Le football turque ne se résume évidemment pas aux bouillonnants clubs stambouliotes et ses 3 géans (). Partons plutôt sur la côte égéenne, dans la magnifique ville d’Izmir, pour plonger dans l’antre de l’un des clubs les plus passionnés et volcaniques du pays : le Göztepe Spor Kulübü. Si vous vous rendez dans le stade Gürsel Aksel, vous entendrez ses fervents supporters (le célèbre groupe Yalı) entonnés ce cri de ralliement qui résonne comme un tambour de guerre : « Göz ! Göz ! Göztepe ! ».

Bien entendu que le surnom fait référence au nom du club. Göztepe est tout simplement le nom du quartier d’Izmir où le club fut fondé en 1925. En turc, göz signifie littéralement « Œil«  et tepe se traduit par « Colline » ou « Sommet ». Göztepe signifie donc « La colline de l’œil » car ce quartier surélevé offre une vue panoramique imprenable sur le golfe d’Izmir. Sous l’Empire ottoman, la colline accueillait d’ailleurs un poste de guet où des sentinelles scrutaient l’horizon maritime pour protéger la ville. Les habitants de Göztepe aime aussi rappeler que la colline de Susuzde, point névralgique et culminant du quartier de Göztepe possèderait naturellement la forme d’un œil géant lorsqu’on l’observe depuis le ciel (ou sur une carte).

Mais pourquoi le répéter deux fois pour en faire un surnom ? Comme tout connaisseur de sport que vous êtes, vous savez que l’ambiance dans les stades turcs est plus que chaude et repose énormément sur des chants scandés de manière très percussive, presque militaire, par les supporteurs. Répéter la première syllabe d’un nom est une technique classique pour créer un cri de ralliement intimidant, facile à hurler à pleins poumons par des dizaines de milliers de personnes. Le « Göz Göz » est donc né dans les tribunes et apparaît comme une abréviation affectueuse et rythmique pour donner un impact maximal aux chants des supporteurs. En outre, l’histoire de ce surnom se lit en miroir de celui de son immense rival local le club de Karşıyaka (situé de l’autre côté de la baie d’Izmir). Leur opposition est féroce et fameuse (leur derby avait donné lieu à un record d’affluence pour un match de deuxième division, avec plus de 80 000 spectateurs en 1981). Les supporters de Karşıyaka ont eux aussi adopté un surnom basé sur la répétition, Kaf Sin Kaf ou Kaf Kaf (cf. #1095).
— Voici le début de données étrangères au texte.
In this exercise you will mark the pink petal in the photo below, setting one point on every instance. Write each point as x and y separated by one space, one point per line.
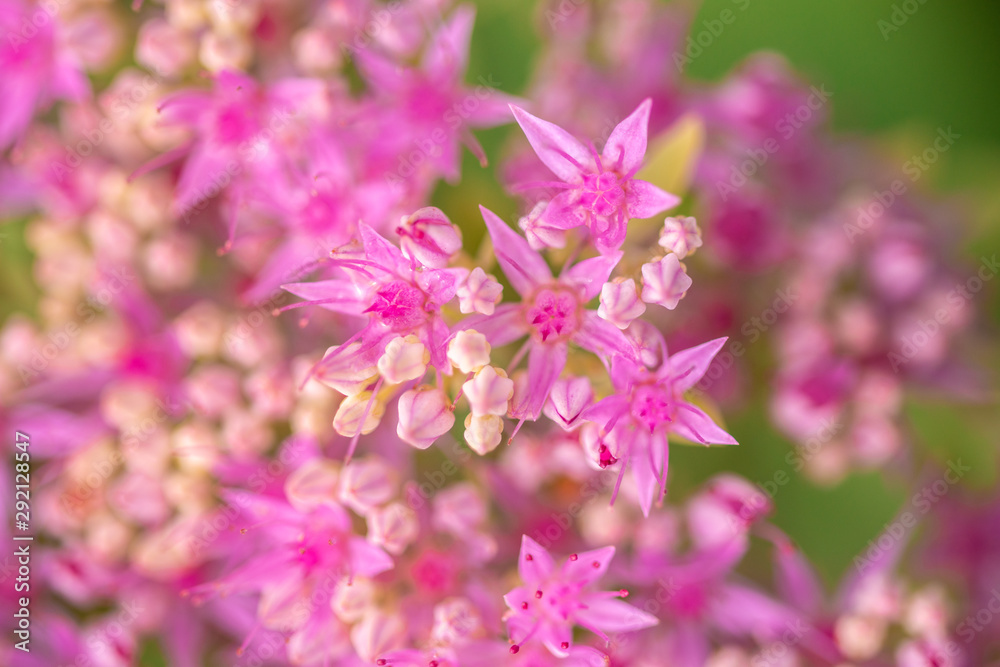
517 597
340 296
688 645
610 615
603 338
582 569
524 267
744 611
534 564
545 363
504 326
383 74
591 274
607 409
626 146
648 467
562 213
554 636
693 424
687 367
558 149
493 111
379 250
646 200
567 401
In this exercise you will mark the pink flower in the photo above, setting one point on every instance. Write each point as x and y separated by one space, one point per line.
236 145
552 601
34 68
552 313
665 282
646 407
600 191
430 104
399 297
428 236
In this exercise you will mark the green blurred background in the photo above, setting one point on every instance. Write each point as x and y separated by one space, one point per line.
939 69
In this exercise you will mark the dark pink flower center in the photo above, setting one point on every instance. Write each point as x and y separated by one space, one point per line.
602 193
651 406
400 306
554 314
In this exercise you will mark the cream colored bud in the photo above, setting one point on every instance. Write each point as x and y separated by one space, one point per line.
483 433
404 359
469 351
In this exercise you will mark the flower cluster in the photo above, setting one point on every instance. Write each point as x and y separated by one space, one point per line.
289 404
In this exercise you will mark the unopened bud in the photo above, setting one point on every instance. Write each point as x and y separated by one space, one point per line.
469 351
404 359
620 303
429 237
489 392
483 433
347 421
665 282
680 236
424 416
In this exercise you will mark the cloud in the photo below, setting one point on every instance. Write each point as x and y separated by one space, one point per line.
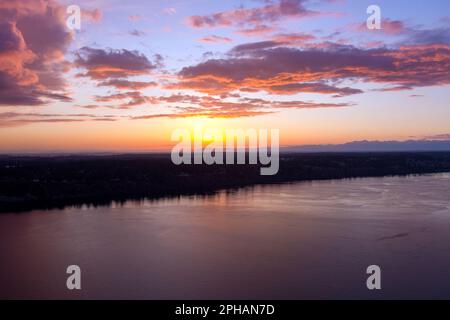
32 62
230 106
445 136
133 98
123 84
256 30
170 11
272 12
14 119
105 64
215 39
91 15
137 33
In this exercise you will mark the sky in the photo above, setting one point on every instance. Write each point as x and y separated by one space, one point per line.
137 70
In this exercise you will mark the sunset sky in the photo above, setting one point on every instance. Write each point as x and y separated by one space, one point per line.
137 70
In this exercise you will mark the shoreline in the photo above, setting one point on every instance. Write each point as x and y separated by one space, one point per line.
32 183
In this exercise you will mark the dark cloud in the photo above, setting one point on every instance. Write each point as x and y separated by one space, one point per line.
14 119
256 17
264 66
230 106
106 64
33 41
123 84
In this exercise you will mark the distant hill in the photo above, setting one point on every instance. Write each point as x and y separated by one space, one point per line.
375 146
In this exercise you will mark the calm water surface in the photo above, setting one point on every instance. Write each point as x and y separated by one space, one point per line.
293 241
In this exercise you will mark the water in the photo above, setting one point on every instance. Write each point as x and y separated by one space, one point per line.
292 241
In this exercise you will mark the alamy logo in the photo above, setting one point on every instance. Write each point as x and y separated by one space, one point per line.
374 280
73 22
214 146
74 280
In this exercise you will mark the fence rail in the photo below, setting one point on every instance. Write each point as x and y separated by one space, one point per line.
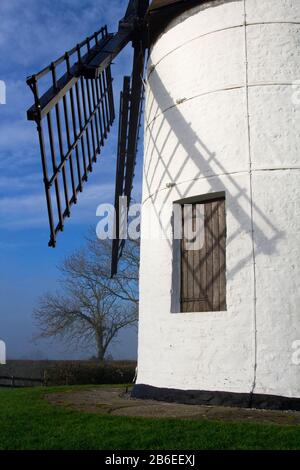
13 381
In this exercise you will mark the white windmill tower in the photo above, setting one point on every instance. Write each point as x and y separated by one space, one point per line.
219 323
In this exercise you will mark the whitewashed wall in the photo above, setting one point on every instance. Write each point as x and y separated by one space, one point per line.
222 115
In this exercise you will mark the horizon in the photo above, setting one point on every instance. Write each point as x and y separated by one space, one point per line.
45 30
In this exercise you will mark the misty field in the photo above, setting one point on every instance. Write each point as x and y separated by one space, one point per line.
28 421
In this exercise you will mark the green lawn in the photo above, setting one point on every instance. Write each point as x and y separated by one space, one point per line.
27 421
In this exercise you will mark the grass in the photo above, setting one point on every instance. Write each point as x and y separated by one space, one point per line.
27 421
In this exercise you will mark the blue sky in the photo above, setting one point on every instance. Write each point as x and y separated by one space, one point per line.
32 34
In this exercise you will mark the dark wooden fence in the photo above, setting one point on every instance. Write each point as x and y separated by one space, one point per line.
19 382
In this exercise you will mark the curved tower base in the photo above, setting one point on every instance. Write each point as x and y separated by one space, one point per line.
222 132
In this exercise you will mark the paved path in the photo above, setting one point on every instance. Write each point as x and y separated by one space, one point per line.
115 401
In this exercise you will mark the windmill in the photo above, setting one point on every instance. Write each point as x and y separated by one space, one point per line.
218 321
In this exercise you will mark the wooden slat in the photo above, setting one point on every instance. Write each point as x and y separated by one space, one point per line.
203 276
215 256
209 254
222 245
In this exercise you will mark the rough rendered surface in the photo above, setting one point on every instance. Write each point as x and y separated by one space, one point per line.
223 114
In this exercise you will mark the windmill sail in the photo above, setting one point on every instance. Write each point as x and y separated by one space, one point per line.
74 111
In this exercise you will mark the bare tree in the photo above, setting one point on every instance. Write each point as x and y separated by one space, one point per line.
90 306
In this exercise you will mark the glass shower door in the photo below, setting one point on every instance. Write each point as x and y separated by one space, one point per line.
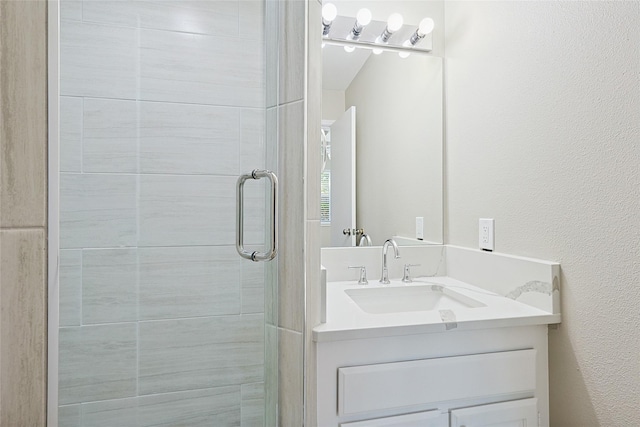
162 107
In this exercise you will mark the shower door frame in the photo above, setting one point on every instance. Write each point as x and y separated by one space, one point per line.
53 206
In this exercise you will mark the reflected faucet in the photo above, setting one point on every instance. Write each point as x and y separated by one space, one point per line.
365 239
385 271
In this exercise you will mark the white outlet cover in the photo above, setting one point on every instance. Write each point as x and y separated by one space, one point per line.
486 233
420 227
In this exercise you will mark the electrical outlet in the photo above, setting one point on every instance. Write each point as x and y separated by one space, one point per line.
486 234
420 227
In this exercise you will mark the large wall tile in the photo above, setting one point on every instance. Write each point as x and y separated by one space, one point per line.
70 285
110 136
69 416
253 286
189 139
271 375
251 22
252 405
291 51
189 282
70 134
98 60
23 327
186 210
272 35
290 377
252 139
208 407
70 10
180 67
109 413
23 114
291 258
109 285
97 210
218 406
201 17
97 363
199 353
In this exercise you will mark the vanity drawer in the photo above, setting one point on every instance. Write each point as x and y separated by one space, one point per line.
429 381
422 419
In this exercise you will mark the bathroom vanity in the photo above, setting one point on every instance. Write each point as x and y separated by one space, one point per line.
463 344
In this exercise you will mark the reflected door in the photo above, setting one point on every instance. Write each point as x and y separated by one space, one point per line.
343 179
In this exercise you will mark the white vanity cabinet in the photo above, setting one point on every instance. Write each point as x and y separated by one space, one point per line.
470 378
518 413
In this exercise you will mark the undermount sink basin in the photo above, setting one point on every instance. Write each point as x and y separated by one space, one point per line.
405 298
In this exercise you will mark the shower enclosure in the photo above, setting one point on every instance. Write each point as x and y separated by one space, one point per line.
159 106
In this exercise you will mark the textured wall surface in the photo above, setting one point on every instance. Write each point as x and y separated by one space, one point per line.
160 113
543 116
23 207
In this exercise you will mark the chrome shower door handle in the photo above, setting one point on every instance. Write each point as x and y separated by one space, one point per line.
255 255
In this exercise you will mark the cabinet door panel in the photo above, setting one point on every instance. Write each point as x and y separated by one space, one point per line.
517 413
422 419
399 385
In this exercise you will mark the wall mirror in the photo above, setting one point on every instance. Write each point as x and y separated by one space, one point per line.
382 136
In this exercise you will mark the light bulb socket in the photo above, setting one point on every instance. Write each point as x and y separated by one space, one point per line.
326 27
356 31
386 35
415 38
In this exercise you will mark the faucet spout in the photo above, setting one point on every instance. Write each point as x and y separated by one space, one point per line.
385 271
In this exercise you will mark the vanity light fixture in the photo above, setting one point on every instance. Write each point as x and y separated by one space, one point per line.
394 23
329 13
406 53
424 28
363 18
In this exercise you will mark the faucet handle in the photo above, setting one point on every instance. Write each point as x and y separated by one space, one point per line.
363 274
406 278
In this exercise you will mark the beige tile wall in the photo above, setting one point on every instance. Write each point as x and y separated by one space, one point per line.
23 206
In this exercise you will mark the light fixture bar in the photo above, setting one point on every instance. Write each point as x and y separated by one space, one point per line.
382 47
369 36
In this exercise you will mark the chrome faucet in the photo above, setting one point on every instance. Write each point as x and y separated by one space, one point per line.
385 271
365 238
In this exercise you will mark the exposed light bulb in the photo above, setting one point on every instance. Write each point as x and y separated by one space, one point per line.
426 26
329 12
364 17
394 23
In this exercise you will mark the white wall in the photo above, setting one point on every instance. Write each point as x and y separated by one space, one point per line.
543 116
332 104
398 145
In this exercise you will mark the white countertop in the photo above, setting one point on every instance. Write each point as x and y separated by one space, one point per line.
345 319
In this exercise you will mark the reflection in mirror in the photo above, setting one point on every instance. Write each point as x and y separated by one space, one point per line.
382 123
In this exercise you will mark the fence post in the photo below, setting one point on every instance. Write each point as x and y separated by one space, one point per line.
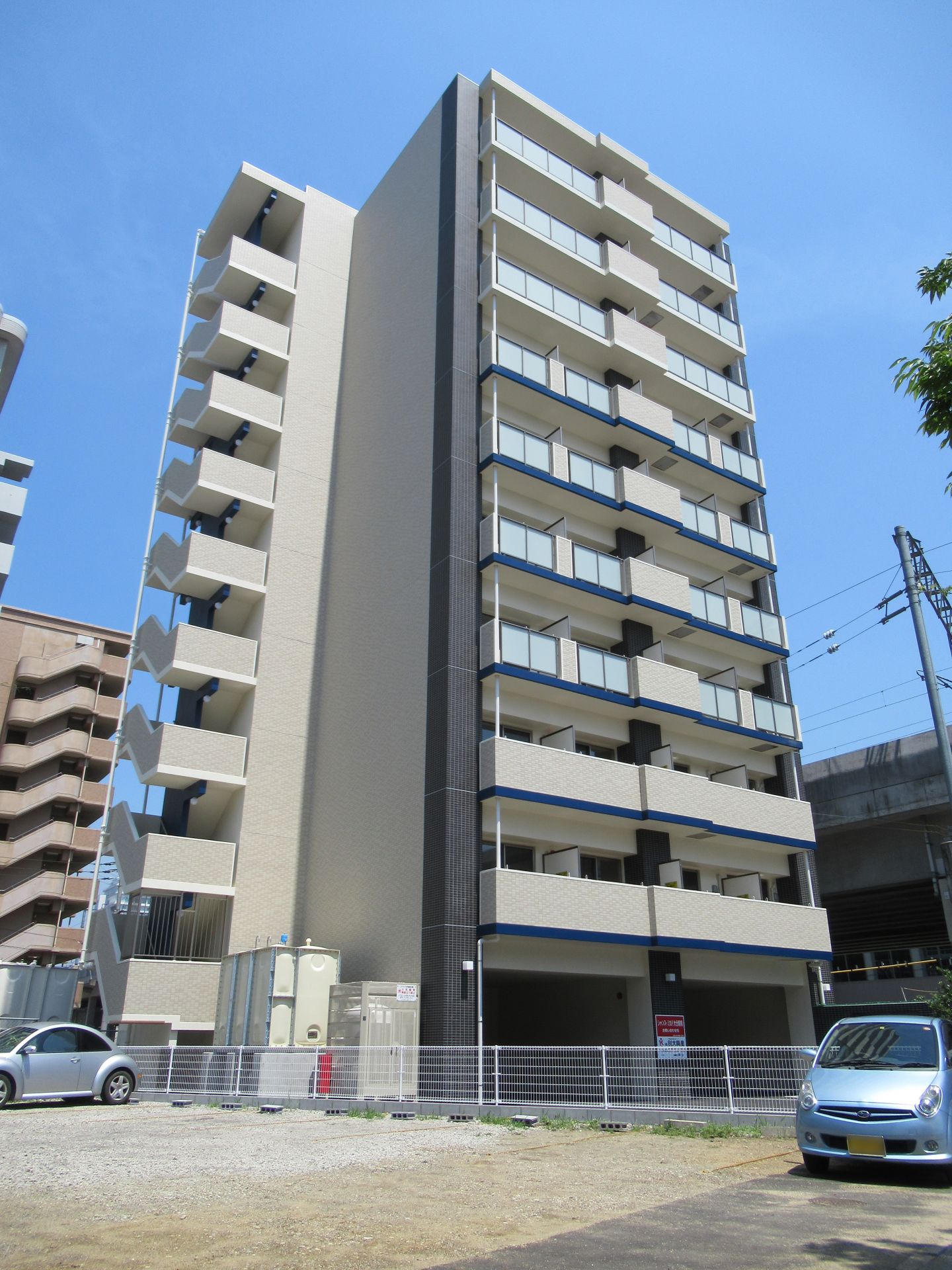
730 1079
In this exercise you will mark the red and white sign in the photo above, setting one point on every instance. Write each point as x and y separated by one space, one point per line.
670 1035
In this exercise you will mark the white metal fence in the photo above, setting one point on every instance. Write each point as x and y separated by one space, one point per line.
697 1079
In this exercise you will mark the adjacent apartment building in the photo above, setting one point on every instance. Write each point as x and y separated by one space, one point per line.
13 497
60 689
479 657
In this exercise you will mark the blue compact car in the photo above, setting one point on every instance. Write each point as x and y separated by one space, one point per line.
880 1089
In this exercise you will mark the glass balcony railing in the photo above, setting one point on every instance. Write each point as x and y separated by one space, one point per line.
547 296
762 625
590 393
526 544
709 606
536 154
549 226
524 361
774 716
694 251
524 447
740 464
597 567
750 540
590 474
691 440
528 650
719 702
600 669
711 381
698 519
702 314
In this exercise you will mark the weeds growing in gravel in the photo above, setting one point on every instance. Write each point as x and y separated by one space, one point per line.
715 1129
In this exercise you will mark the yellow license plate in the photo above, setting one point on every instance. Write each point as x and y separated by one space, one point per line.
866 1146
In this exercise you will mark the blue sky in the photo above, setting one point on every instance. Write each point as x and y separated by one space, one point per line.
819 130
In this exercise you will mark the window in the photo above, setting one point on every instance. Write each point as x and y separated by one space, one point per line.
597 567
583 747
520 859
89 1043
59 1040
601 868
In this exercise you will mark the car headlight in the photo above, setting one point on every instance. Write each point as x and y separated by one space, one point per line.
808 1099
931 1101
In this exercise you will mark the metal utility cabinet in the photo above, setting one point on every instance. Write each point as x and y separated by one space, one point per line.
276 996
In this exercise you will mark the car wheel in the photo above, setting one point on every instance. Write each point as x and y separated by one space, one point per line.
118 1087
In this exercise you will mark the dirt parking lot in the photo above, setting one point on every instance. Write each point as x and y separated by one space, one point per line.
153 1185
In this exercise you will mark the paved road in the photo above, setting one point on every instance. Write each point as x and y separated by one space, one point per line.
863 1218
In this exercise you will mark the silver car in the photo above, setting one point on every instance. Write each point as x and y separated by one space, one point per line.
63 1061
880 1089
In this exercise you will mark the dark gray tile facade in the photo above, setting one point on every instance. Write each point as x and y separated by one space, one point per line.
452 825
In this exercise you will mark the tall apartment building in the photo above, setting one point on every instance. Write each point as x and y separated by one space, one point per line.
480 648
13 337
60 687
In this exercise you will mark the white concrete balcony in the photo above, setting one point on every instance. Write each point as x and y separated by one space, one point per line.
509 897
212 482
147 859
221 407
202 564
225 341
703 919
669 800
658 916
188 657
680 798
178 992
175 757
235 275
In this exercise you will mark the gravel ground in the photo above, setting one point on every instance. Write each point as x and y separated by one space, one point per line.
154 1185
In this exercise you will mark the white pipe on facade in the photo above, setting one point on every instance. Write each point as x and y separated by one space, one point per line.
138 613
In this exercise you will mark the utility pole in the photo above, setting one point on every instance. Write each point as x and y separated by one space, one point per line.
920 577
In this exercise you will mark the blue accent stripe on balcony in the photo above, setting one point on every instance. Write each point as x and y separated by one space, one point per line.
518 672
559 933
633 814
513 563
494 368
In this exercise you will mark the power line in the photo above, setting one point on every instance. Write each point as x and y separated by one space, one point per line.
913 723
855 585
866 697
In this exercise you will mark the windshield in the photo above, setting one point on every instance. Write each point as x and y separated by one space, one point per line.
880 1046
12 1037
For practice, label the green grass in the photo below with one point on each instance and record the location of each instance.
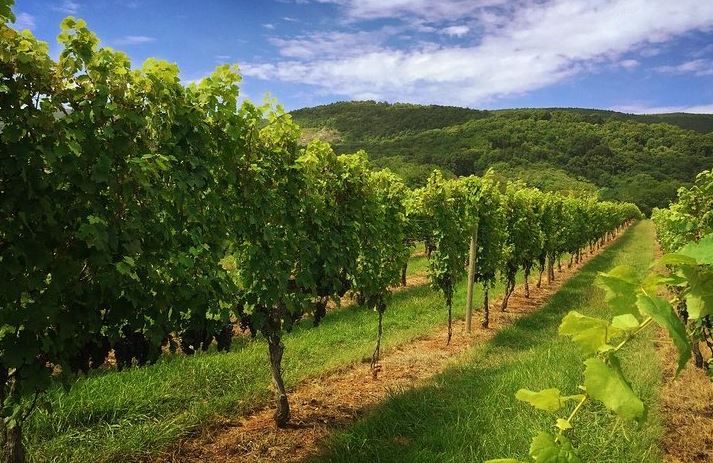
(124, 416)
(469, 413)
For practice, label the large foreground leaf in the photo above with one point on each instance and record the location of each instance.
(661, 311)
(607, 384)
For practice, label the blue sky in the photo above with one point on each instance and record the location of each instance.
(629, 55)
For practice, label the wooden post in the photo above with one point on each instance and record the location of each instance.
(471, 277)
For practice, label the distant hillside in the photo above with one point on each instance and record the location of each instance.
(636, 158)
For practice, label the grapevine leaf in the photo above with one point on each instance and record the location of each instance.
(625, 322)
(590, 334)
(563, 424)
(701, 251)
(545, 449)
(661, 312)
(620, 286)
(607, 384)
(699, 297)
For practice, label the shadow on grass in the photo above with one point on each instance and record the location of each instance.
(468, 413)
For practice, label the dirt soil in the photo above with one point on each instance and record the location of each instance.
(687, 409)
(320, 405)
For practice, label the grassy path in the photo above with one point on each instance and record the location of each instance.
(119, 416)
(469, 414)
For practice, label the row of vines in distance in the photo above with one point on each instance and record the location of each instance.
(137, 212)
(685, 275)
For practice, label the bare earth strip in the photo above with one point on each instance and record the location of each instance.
(687, 408)
(322, 404)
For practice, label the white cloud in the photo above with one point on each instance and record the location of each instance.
(629, 63)
(24, 21)
(698, 67)
(643, 109)
(456, 31)
(134, 40)
(529, 47)
(424, 9)
(67, 7)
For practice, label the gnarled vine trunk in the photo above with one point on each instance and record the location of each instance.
(486, 307)
(509, 289)
(11, 437)
(377, 351)
(449, 303)
(276, 349)
(13, 451)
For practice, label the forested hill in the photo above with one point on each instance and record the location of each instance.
(638, 158)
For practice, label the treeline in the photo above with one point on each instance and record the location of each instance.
(627, 160)
(674, 295)
(138, 214)
(685, 223)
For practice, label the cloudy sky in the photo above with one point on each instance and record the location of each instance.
(629, 55)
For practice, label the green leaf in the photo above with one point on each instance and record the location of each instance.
(590, 334)
(607, 384)
(661, 312)
(563, 424)
(625, 322)
(620, 286)
(545, 449)
(701, 251)
(699, 295)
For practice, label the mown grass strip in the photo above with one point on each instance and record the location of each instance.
(129, 415)
(469, 413)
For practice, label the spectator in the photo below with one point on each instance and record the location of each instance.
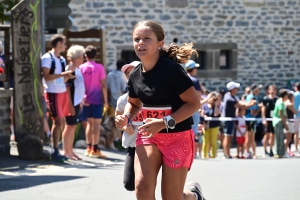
(222, 123)
(211, 130)
(53, 67)
(231, 102)
(297, 120)
(129, 134)
(191, 68)
(290, 111)
(116, 85)
(269, 102)
(240, 133)
(247, 92)
(95, 99)
(252, 112)
(76, 91)
(280, 122)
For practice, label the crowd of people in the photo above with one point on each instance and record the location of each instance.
(225, 116)
(166, 123)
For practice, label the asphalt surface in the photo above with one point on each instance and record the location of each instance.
(235, 179)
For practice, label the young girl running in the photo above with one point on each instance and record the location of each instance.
(169, 99)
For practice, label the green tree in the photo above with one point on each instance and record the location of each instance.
(6, 6)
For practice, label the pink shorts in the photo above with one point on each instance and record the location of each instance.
(58, 104)
(240, 140)
(178, 149)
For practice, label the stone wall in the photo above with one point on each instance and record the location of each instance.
(267, 32)
(5, 120)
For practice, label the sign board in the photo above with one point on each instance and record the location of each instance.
(57, 14)
(26, 35)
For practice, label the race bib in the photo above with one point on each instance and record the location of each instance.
(138, 118)
(156, 112)
(59, 81)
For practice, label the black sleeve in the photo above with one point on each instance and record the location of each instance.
(131, 92)
(265, 101)
(180, 80)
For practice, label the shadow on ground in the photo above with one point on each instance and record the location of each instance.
(21, 182)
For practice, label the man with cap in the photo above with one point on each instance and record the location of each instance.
(191, 68)
(252, 112)
(231, 102)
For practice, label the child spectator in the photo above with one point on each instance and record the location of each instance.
(95, 100)
(240, 132)
(211, 131)
(199, 141)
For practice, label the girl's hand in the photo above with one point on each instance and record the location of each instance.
(151, 127)
(121, 121)
(129, 129)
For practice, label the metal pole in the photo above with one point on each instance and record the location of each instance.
(43, 26)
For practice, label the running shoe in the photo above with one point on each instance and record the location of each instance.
(227, 157)
(96, 154)
(248, 156)
(58, 157)
(195, 187)
(87, 151)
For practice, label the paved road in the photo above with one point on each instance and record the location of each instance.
(262, 179)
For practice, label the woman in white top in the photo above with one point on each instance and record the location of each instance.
(76, 91)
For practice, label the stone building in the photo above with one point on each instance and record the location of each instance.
(242, 40)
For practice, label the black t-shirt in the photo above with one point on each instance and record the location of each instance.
(161, 86)
(270, 105)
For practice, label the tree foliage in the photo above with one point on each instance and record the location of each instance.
(6, 6)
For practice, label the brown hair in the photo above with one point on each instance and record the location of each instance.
(57, 38)
(178, 54)
(272, 86)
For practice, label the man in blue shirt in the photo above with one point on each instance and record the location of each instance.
(252, 112)
(297, 120)
(230, 103)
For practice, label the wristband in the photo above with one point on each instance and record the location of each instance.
(128, 117)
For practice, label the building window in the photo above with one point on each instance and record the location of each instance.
(224, 59)
(200, 59)
(129, 56)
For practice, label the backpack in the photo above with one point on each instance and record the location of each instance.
(52, 69)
#405 – Göztepe SK : Tam 35

Exactement 35. Exactement 35 quoi ? 35 titres. Non. Même si le club fut la première équipe turc à atteindre la demi-finale d’une Coupe d’Europe en 1969, son palmarès stagne avec seulement 2 titres significatifs (2 Coupe de Turquie). 35 ans d’existence ? Non encore. Fondé en 1925, le club n’est pas le plus vieux de la ville d’Izmir où il réside mais il approche petit à petit de son centenaire. Ce surnom fait référence au numéro attribué à Izmir pour les plaques d’immatriculation, le 35. En 1962, de nouvelles plaques furent établies, composées de 2 chiffres, 2 lettres et enfin 2 à 4 chiffres. Les deux premiers chiffres se rattachaient à la province où le véhicule avait été immatriculé. Ainsi, un numéro fut attribué à chacune des 81 provinces. Izmir hérita du 35. Néanmoins, les habitants du quartier de Karşıyak prétendaient que leur quartier était une ville voire un district. Il s’attribuèrent alors un numéro fictif, le 35 et demi, pour leur plaque d’immatriculation. Or, ce quartier est représenté par le club de football de Karşıyaka SK, le rival de Göztepe. Pour agacer leurs supporteurs, ceux de Göztepe revendiquèrent leur appartenance à la ville voire même la confusion totale de leur club avec la ville. Ils étaient donc exactement le 35.